The board unanimously adopted a draft set of eight guiding principles to direct collective bargaining this spring, emphasizing students-first, financial responsibility, employee support, equity, transparency and long-term stability.
District staff presented policies on promotion, acceleration and retention and the TAG plan, stressing that retention is an exception, acceleration follows a team-based process with principal approval, every TAG-identified student has an ICP, and coaches monitor demographic representation.

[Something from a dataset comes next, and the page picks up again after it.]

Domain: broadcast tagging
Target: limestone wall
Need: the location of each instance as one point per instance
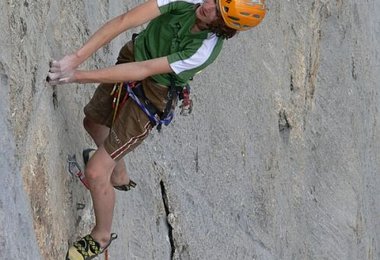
(279, 159)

Staff reported completed safety upgrades and a new roof from phase 1 (funded largely with ARPA funds), outlined generator, electrical and HVAC work planned for 2026–27, and said phase 2 has $400,000 budgeted (a $300,000 county community development grant plus $100,000 district funds).
Two community speakers addressed the board: Carrie Buie urged adding 'sustainability' to the district's core values to protect equity over time; Lt. Col. Eric Zimmerman asked the district to publicize a March 12 National Guard open house for juniors and seniors.
The board declared budget committee position 13 vacant and appointed Eric Solomon as the Educational Equity Committee representative; it also approved policy changes setting a 10% minimum ending fund balance and required reporting if the balance is expected to fall below 8%. Both votes passed 7-0.
Staff recommended renewing Milwaukee Academy of the Arts' charter after an external review showing strong academic outcomes (9th-grade on-track >95%, graduation rate 88%); presenters flagged enrollment and coordination with Milwaukee High School as challenges and said phase-two contract work will follow if the board approves renewal.
District staff described a six-school Vocera wireless pilot and plans for full implementation by spring 2027, citing faster emergency notification and increased communication; directors raised questions about exterior Wi-Fi coverage and whether district responders can hear audio when a panic button is triggered.
At the Jan. 15 North Clackamas School District board meeting, teachers honored as the district's featured educator described widespread exhaustion and urged administrative changes: more district substitutes, fewer nonessential meetings and reduced data/coaching burdens to preserve classroom instruction.
Finance staff recommended updating policy language ("resources" not "revenues") and raising the minimum ending fund balance from 5% to 8%; board members signaled support for a higher threshold and an emerging consensus to set policy at 10% with notification at 8% ahead of formal action.
Several students and parents urged the North Clackamas board to preserve and support boys volleyball programs and to embed sustainability into the strategic plan; speakers cited rapid program growth, community-building, reusable cafeteria practices and school green-team projects.